Émerveillement, pourtant, les manifestations de la résilience du séquoia, le bien nommé sempervirens – ces arbres sont une leçon de vie, et un chant de poésie, vrai de vrai. Émerveillement, la mention des fairy rings, des cercles de fées, des rondes de redwoods poussés autour de la souche d’un géant tombé qui aura trouvé en une ultime poussée de vie à se cloner. La ci-devant amoureuse du folklore entend pousser, en même temps que les greffes résistantes, les histoires et les mythes. Souvenir d’un rêve lointain jadis transcrit sur le papier : On dit qu’au cœur de la forêt tournoie un cercle.

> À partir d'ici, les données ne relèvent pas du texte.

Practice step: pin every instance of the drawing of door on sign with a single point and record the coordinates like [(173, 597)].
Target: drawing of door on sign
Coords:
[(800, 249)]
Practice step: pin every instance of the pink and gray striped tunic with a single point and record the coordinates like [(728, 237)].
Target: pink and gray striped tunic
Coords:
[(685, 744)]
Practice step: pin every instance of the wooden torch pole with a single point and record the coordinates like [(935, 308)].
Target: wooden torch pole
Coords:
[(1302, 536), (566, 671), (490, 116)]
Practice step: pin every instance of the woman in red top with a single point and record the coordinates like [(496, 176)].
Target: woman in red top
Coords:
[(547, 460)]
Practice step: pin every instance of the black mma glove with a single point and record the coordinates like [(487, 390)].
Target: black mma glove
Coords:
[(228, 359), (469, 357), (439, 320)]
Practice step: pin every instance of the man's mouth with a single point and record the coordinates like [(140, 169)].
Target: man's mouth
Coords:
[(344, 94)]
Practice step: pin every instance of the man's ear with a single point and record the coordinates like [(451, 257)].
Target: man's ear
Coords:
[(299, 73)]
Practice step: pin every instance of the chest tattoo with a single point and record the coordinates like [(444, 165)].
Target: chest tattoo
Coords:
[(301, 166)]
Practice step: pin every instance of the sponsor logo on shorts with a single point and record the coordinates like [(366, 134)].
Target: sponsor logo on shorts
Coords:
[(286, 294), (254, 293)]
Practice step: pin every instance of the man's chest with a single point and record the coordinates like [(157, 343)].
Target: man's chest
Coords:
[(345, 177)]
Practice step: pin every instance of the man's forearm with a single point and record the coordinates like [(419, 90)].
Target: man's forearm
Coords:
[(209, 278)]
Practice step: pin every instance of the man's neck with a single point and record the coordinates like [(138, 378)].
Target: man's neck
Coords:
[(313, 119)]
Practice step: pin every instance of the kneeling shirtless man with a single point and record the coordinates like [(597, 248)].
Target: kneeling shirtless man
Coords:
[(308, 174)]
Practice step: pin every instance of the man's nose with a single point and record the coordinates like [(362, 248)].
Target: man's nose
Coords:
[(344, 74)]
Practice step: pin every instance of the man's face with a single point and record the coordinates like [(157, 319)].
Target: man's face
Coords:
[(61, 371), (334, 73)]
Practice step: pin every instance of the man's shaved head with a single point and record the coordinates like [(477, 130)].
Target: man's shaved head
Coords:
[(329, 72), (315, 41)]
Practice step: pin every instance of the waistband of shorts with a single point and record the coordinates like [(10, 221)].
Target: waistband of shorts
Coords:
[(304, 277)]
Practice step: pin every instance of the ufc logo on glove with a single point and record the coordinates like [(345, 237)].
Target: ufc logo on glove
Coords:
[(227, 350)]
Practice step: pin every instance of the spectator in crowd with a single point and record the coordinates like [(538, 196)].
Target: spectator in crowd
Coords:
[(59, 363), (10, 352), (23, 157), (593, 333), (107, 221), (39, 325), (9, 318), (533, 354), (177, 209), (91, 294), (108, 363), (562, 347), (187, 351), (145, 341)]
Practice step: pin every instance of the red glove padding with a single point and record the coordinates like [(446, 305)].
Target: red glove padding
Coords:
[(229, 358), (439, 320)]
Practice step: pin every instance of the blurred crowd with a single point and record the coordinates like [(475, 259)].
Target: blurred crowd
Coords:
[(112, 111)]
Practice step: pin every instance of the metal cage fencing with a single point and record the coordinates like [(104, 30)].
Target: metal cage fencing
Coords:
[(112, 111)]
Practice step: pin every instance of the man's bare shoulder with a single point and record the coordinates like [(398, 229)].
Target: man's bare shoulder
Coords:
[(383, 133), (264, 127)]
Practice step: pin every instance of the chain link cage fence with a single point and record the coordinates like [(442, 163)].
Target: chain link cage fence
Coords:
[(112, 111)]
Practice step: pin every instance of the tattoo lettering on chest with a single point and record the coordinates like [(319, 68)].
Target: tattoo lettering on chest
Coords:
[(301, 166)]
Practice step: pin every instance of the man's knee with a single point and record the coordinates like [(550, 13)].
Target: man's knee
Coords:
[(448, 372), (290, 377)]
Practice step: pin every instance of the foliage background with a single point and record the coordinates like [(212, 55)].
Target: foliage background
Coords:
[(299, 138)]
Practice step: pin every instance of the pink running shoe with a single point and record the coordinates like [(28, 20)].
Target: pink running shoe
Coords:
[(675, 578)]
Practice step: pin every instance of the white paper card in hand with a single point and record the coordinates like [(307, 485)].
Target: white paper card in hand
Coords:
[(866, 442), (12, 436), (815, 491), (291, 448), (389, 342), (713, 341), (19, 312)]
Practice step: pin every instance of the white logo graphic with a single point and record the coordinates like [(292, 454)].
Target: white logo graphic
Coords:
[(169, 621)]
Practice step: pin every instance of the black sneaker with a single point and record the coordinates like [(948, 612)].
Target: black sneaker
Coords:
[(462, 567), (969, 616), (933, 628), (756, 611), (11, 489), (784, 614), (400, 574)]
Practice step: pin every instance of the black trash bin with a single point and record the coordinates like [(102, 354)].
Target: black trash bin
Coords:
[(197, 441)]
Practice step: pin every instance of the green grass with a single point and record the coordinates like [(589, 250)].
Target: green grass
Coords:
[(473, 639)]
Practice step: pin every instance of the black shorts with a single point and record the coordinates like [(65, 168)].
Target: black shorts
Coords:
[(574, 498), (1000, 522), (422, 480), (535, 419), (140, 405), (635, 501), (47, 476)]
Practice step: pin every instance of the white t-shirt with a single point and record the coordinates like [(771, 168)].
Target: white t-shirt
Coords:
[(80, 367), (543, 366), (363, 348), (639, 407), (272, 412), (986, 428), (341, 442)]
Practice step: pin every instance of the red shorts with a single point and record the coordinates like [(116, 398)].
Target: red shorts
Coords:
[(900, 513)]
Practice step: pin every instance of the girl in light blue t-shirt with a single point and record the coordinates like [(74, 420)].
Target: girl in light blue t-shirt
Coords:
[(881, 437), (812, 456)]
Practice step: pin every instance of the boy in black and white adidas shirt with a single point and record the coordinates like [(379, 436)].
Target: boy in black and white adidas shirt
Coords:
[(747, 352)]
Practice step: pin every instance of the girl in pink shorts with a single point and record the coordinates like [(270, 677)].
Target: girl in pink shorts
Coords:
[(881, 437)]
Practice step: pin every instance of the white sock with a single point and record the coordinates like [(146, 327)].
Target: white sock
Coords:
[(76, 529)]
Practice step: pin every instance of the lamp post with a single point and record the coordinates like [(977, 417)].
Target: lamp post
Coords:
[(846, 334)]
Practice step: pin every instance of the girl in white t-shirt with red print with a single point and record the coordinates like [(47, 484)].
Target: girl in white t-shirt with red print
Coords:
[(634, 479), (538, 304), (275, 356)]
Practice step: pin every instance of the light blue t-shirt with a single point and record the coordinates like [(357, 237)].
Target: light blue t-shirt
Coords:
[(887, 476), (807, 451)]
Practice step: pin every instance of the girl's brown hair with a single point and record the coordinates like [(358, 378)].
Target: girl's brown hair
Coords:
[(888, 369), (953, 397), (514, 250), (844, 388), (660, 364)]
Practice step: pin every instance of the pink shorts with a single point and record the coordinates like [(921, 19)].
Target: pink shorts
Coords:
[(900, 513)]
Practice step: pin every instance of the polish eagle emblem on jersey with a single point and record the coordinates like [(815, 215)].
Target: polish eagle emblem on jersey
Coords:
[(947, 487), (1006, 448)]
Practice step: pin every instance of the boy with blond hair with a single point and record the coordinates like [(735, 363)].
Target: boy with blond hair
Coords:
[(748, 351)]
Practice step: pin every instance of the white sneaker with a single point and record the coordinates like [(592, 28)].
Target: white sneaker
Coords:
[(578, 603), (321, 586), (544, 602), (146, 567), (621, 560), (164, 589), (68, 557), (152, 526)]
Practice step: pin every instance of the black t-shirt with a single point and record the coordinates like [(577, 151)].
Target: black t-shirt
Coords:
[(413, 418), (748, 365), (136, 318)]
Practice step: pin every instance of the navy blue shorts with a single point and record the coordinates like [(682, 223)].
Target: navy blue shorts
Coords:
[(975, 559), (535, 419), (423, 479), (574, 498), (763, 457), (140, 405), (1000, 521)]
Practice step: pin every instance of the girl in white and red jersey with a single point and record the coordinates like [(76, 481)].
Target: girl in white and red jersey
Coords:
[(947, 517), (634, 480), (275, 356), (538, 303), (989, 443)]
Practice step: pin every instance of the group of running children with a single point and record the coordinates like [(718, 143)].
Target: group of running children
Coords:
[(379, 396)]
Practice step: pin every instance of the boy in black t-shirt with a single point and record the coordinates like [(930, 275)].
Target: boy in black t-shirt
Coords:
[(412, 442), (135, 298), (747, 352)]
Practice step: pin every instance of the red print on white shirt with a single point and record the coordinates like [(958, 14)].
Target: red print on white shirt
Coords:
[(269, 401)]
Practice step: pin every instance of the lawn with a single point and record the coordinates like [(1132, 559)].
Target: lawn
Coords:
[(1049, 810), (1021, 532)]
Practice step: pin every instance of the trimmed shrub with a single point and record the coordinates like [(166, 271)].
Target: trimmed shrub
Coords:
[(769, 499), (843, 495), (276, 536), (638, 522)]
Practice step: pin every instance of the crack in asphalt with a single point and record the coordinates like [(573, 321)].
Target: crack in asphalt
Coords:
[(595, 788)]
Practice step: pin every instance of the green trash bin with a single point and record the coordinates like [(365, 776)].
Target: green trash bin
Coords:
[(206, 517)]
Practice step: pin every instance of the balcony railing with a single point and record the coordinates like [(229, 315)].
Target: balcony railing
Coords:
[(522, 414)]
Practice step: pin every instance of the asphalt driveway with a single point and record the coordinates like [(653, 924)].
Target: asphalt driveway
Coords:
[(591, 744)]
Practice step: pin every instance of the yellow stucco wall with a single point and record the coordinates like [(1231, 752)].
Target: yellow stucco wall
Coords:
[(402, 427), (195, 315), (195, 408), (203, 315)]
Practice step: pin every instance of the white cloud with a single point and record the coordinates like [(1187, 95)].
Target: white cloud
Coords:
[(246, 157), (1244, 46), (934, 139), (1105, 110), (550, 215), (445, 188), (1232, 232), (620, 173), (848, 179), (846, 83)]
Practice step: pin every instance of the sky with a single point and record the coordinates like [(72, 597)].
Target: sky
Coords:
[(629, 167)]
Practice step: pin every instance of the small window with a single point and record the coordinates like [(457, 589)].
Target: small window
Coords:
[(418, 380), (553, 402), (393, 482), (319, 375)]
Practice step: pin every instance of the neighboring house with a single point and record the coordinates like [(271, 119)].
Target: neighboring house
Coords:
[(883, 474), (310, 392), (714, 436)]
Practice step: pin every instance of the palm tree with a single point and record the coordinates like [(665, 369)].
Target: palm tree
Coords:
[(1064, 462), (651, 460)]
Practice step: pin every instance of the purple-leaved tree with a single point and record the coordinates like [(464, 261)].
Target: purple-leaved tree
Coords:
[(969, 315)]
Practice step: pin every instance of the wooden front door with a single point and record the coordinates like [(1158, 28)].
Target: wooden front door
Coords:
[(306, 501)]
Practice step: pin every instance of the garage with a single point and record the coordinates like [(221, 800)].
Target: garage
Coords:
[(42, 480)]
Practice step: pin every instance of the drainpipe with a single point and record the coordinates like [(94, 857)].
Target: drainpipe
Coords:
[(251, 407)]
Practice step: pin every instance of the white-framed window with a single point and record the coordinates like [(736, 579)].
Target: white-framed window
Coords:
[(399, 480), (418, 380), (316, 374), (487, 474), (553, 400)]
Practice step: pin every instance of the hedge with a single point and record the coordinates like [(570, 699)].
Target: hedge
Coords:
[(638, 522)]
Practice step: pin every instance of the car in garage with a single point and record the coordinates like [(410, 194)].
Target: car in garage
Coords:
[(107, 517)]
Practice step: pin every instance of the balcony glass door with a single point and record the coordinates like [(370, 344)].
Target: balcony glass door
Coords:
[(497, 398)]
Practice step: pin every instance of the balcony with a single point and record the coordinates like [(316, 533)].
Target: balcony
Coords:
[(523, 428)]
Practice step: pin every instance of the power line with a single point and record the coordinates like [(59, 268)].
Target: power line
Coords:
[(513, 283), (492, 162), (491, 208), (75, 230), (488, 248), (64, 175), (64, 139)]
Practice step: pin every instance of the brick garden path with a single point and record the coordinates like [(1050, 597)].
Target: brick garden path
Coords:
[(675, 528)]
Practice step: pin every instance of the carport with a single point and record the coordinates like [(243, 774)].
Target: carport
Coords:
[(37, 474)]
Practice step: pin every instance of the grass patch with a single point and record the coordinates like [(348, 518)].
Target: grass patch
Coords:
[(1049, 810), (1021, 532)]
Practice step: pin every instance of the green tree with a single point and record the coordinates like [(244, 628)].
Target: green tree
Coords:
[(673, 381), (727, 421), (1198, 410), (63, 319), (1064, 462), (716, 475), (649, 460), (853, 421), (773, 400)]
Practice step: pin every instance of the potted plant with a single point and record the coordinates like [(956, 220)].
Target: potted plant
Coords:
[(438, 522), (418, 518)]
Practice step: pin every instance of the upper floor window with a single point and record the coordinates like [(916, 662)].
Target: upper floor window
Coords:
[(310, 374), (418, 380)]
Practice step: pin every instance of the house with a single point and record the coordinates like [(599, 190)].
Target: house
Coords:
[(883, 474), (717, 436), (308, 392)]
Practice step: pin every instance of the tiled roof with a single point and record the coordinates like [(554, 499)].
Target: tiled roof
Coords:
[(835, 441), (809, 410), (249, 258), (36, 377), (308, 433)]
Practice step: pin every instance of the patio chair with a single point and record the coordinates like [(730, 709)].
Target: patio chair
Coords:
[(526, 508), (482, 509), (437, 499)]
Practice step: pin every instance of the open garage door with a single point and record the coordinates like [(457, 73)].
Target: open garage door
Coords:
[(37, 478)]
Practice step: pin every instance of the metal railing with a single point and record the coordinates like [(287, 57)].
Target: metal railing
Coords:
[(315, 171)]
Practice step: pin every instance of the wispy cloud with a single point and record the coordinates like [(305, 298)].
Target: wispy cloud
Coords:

Ou que le monde tourne en dansant autour de ce centre suspendu dans sa propre éternité. D’aucuns le disent arbre pivot, tout en tours lents et transcendances. D’autres le décrivent ronde de végétaux, au ras du sol, au plus près de la terre. J’avais dû croiser un séquoia, cette nuit-là, je ne vois que cela. Et de fait, à la lecture des Wild Trees, j’émergeai de mes songe avec une sensation persistente d’écorce et de cercles, mmmh…
Cercles de fées, cercles de vies, cercles d’écorce, cercles de bras qui ne suffisent pas à en faire le tour, ronde d’instruments venus les relayer pour approcher la mesure de l’éternité, boucles bouclées, d’immatérielles fascinations aux techniques d’ascension… Et le plaisir de retrouver, en chemin, en ce cercle, le Radeau des Cimes de Francis Hallé, l’œuvre de Trees for Life en la forêt calédonienne, aux pins explorés par Preston le temps de vacances.

 Je ne crois pas qu’il faille conclure. Je pourrais reprendre ces Wild Trees tels qu’évoqués par Preston, toutes les pages écornées, tous les passages offrant un aperçu et un bout de compréhension de ce formidable écosystème que peut être, à lui tout seul, un séquoia géant. Je pourrais écumer le net à la recherche de faits pour appuyer cette sensation, de foisonnement de vie et d’histoires, et de mouvement puissant. Je voudrais pouvoir glisser le croquis du tronc d’Ilúvatar, dont la beauté n’a rien à envier à la splendeur architecturale d’une tour de Minas Tirith. Mais ce sont là agitation de fourmi. Pendant ce temps, libres toujours et encore sauvages, les arbres poussent, et parlent à hauteur de ciel un murmure qui ne s’entend qu’à condition de renoncer à l’hyperactivité, pour mieux se brancher à des fréquences d’éternité.